Tanto è sufficiente per rilevare l’illegittimità dell’irrogazione nei confronti del ricorrente della sanzione disciplinare della sospensione dal servizio, disposta per la durata di mesi sei, con assorbimento delle ulteriori censure formulate.

3. Come già osservato, il ricorrente contesta anche la decisione dell’Amministrazione di sottoporlo a visita “al fine di accertare la permanenza dei requisiti attitudinali e psicofisici” – riportata nel decreto del 27 aprile 2007, oggetto di impugnativa con il ricorso introduttivo – ed il provvedimento in data 30.6.2005, adottato in esito a tale visita, di “cessazione dal servizio nell’Amministrazione della Pubblica Sicurezza a decorrere dal 22.6.2002 per accertata inidoneità attitudinale ai servizi di Polizia”, impugnato con motivi aggiunti.

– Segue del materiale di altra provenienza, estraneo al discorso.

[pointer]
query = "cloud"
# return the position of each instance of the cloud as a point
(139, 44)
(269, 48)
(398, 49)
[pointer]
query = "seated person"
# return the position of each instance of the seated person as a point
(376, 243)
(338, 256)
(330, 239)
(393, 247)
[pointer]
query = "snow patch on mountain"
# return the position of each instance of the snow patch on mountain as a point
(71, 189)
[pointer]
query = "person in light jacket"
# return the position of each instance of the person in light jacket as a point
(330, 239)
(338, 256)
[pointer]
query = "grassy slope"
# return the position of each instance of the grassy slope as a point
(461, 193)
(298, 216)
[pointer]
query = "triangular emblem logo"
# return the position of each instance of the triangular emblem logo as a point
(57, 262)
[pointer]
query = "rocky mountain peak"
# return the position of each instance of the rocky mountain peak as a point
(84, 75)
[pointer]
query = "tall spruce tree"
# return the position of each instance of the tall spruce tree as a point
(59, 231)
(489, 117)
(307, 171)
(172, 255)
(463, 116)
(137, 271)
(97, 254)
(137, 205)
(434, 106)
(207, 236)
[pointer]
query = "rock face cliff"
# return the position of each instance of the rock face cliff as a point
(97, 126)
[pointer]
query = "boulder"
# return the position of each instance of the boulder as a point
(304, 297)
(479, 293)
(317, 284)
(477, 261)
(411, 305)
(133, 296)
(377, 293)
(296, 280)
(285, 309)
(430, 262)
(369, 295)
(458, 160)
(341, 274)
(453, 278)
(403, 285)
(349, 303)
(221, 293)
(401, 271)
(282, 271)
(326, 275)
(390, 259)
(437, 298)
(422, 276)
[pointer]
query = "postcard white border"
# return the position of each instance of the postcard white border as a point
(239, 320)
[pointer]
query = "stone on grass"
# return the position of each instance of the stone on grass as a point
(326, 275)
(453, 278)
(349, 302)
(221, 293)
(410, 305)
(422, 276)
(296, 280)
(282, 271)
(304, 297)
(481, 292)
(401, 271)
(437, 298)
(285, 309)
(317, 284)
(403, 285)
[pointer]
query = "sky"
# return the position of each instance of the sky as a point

In ragione della circostanza che in data 27 febbraio 2007 il ricorrente è stato riconosciuto “Sì idoneo nella Polizia di Stato” dalla Settima Commissione Medica Ospedaliera del Ministero della Difesa, così come risulta dal verbale depositato in giudizio in data 29 ottobre 2010, il Collegio ritiene che le impugnative di cui sopra debbano essere dichiarate improcedibili per sopravvenuta carenza di interesse.

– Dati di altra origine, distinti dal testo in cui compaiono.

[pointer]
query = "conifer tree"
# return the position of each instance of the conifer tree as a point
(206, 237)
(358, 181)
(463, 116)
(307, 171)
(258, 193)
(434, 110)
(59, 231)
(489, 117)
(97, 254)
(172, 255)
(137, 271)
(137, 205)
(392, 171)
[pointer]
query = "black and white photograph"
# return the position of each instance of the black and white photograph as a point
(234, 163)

In ogni caso, nel merito tali impugnative sono fondate.

In linea con quanto rilevato – in particolare – dal Consiglio di Stato con l’ordinanza n. 1934 del 2006 ma anche con il parere reso dalla Commissione Speciale del Consiglio di Stato in data 4 ottobre 2010, di cui copia risulta prodotta in giudizio, l’operato dell’Amministrazione in contestazione si configura elusivo della sentenza n. 17294 del 2004, posto che il periodo di allontanamento dal servizio – unica ragione sulla quale l’Amministrazione fonda la necessità di sottoporre nuovamente a visita il ricorrente – è relativamente esiguo e, dunque, inidoneo a dare conto della sussistenza di quelle “specifiche circostanze” ritenute necessarie per giustificare il riesame dell’attitudine al servizio del dipendente.

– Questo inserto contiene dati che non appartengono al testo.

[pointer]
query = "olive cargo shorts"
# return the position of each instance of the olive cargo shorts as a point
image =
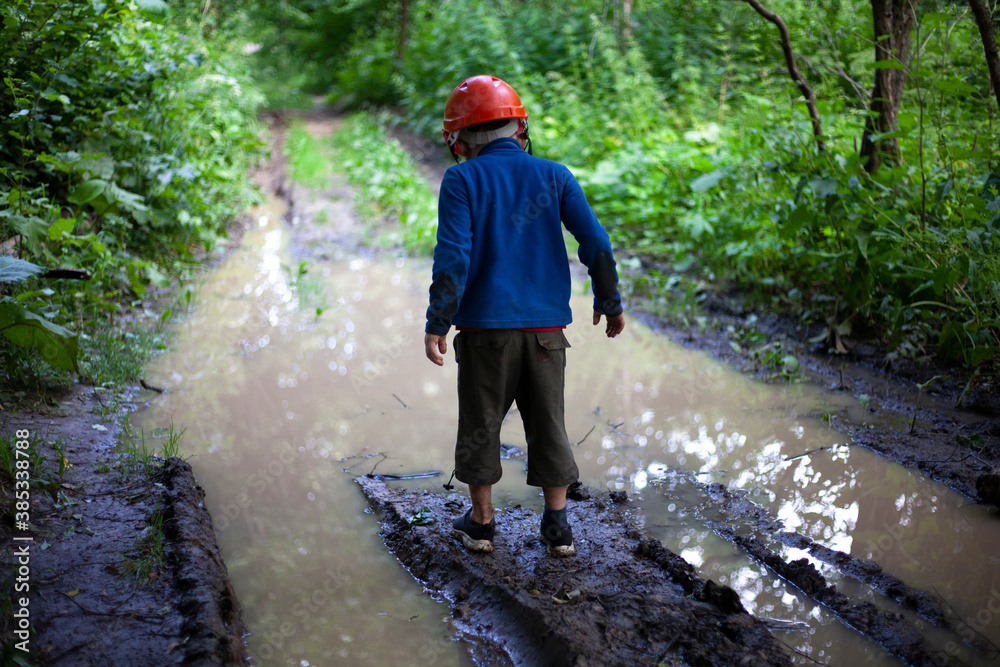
(497, 367)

4. In conclusione, il ricorso è in parte fondato ed in parte improcedibile.

Le spese di giudizio seguono la soccombenza e sono liquidate a favore del ricorrente in Euro 1.500,00, oltre IVA e CPA nei termini di legge.

P.Q.M.

Il Tribunale Amministrativo Regionale per il Lazio (Sezione Prima Ter) in parte accoglie il ricorso n. 8387/2005 ed in parte lo dichiara improcedibile e, per l’effetto, annulla il decreto del Capo della Polizia n. 333D/0170366 del 27 aprile 2005 nella parte in cui infligge al ricorrente la sanzione disciplinare della sospensione dal servizio per la durata di mesi sei.

Condanna il Ministero dell’Interno al pagamento delle spese di giudizio, liquidate a favore del ricorrente in Euro 1.500,00, oltre IVA e CPA nei termini di legge.

Ordina che la presente sentenza sia eseguita dall’autorità amministrativa.